The Elusive Mr. Pond: The Soldier, Fur Trader and Explorer Who Opened the Northwest (Hardcover)
Sir Alexander Mackenzie is known to schoolchildren as a great Canadian explorer who gave his name to the country's longest river, but hardly anyone could name the man who mentored Mackenzie and mapped much of northwestern Canada before him. Soldier, fur trader and explorer Peter Pond, the subject of this long overdue book, is a man whose legend has been forgotten in favor of those who came after him. Much of Pond's life is shadowed in mystery. Historian Barry Gough uses Pond's surviving memoirs, explorers' journals, letters written by acquaintances of Pond, publications in London magazines and many other sources to track and reconstruct the life of one of the last of the tough, old-style explorers who ventured into the wilderness with little more than a strong instinct for survival and helped shape the modern world.

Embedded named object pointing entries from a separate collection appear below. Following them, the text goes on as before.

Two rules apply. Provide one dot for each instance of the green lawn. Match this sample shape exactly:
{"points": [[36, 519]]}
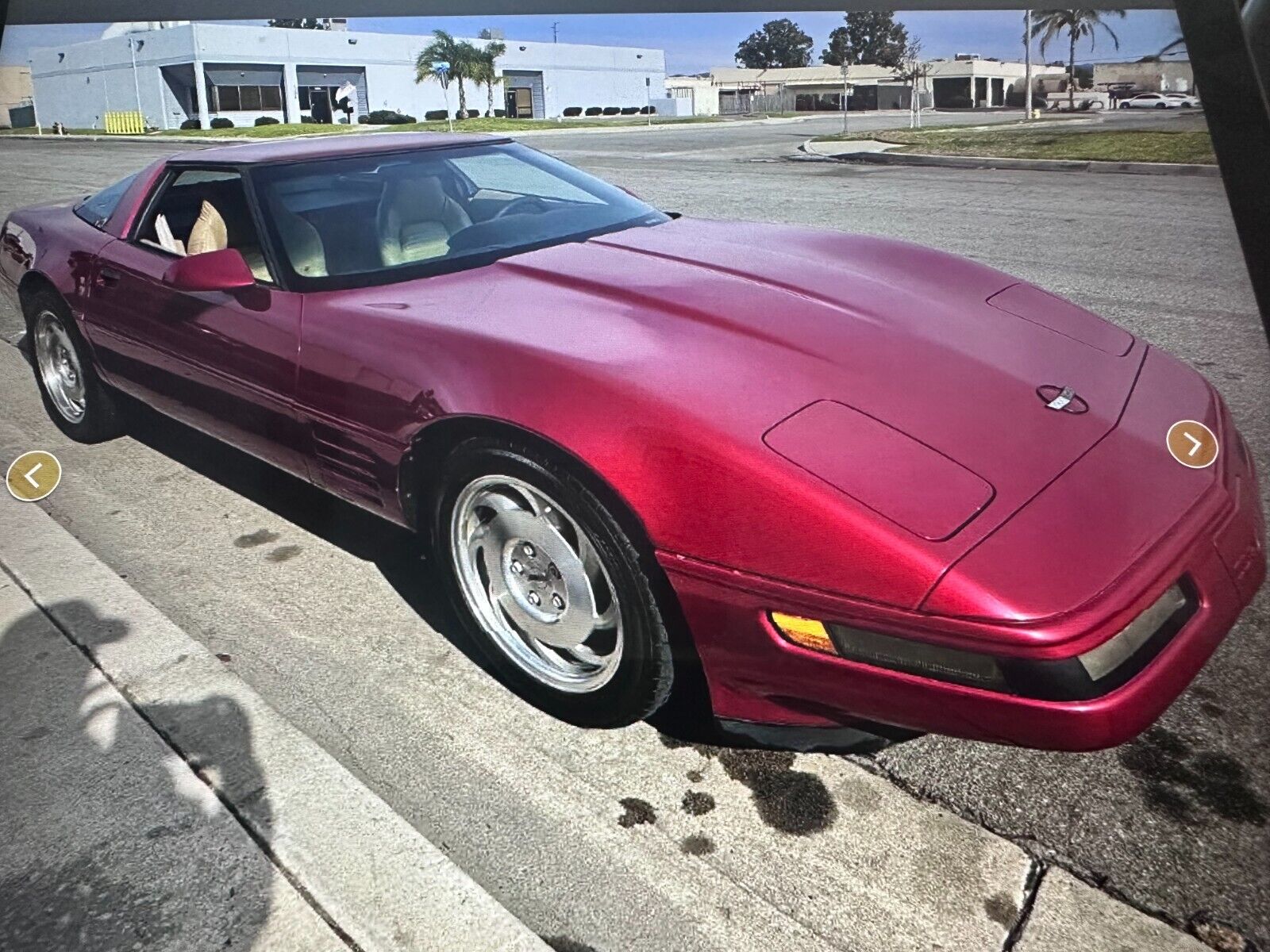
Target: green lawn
{"points": [[1019, 143], [480, 125]]}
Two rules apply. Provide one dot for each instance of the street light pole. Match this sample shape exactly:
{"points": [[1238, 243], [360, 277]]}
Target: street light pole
{"points": [[137, 84], [1028, 65], [846, 95], [35, 108]]}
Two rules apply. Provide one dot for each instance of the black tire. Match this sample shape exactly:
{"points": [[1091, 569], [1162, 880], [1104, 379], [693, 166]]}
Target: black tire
{"points": [[102, 419], [645, 674]]}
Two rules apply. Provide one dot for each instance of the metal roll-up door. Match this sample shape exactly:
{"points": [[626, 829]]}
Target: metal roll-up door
{"points": [[337, 76]]}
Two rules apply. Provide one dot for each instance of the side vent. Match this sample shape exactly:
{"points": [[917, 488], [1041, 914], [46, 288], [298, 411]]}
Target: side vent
{"points": [[344, 466]]}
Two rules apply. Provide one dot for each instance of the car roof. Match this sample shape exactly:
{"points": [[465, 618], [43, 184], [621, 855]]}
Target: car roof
{"points": [[330, 146]]}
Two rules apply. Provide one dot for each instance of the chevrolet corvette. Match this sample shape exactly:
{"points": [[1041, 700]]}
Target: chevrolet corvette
{"points": [[849, 482]]}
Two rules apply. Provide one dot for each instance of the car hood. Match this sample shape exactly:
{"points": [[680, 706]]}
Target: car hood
{"points": [[759, 321]]}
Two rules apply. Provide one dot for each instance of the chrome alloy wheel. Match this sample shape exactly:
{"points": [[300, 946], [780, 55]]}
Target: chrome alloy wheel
{"points": [[537, 584], [59, 367]]}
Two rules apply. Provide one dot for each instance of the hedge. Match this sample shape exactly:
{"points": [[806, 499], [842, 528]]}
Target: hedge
{"points": [[391, 117]]}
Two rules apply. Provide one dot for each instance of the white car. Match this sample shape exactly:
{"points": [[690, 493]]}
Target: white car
{"points": [[1149, 101]]}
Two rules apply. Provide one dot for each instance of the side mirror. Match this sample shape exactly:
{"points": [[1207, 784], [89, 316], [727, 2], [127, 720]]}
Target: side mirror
{"points": [[213, 271]]}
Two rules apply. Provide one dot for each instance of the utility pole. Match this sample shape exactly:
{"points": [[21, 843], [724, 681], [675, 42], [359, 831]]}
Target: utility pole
{"points": [[1028, 65]]}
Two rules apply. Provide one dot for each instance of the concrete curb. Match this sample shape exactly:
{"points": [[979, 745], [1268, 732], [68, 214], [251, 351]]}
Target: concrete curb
{"points": [[967, 162], [364, 867], [247, 140]]}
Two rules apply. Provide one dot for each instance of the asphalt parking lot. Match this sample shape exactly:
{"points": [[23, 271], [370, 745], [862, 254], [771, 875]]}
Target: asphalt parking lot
{"points": [[302, 598]]}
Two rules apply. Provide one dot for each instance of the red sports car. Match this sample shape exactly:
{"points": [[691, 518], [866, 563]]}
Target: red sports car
{"points": [[850, 480]]}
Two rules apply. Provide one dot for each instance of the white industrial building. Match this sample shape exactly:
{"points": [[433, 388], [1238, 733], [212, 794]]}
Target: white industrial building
{"points": [[963, 83], [173, 73]]}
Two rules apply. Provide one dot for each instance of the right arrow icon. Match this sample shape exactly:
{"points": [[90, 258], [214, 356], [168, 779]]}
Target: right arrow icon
{"points": [[1193, 444]]}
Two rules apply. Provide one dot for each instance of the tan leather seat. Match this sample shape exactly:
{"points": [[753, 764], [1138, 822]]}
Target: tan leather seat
{"points": [[209, 232], [417, 219]]}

Dr. Barry Gough, one of Canada's foremost historians, is a Fellow of the Royal Historical Society, Fellow of King's College London and Life Member of the Association of Canadian Studies, and has been awarded a Doctor of Letters for distinguished contributions to Imperial and Commonwealth history. He is well recognized for the authenticity of his research and the engaging nature of his narratives, and is the author of many critically acclaimed books, including "Fortune's a River: The Collision of Empires in Northwest America" (Harbour, 2007), which won the John Lyman Book Award for best Canadian naval and maritime history and was shortlisted for the Writers' Trust Non-Fiction Prize. Gough has been writing for almost four decades. He lives in Victoria, BC, with his wife, Marilyn.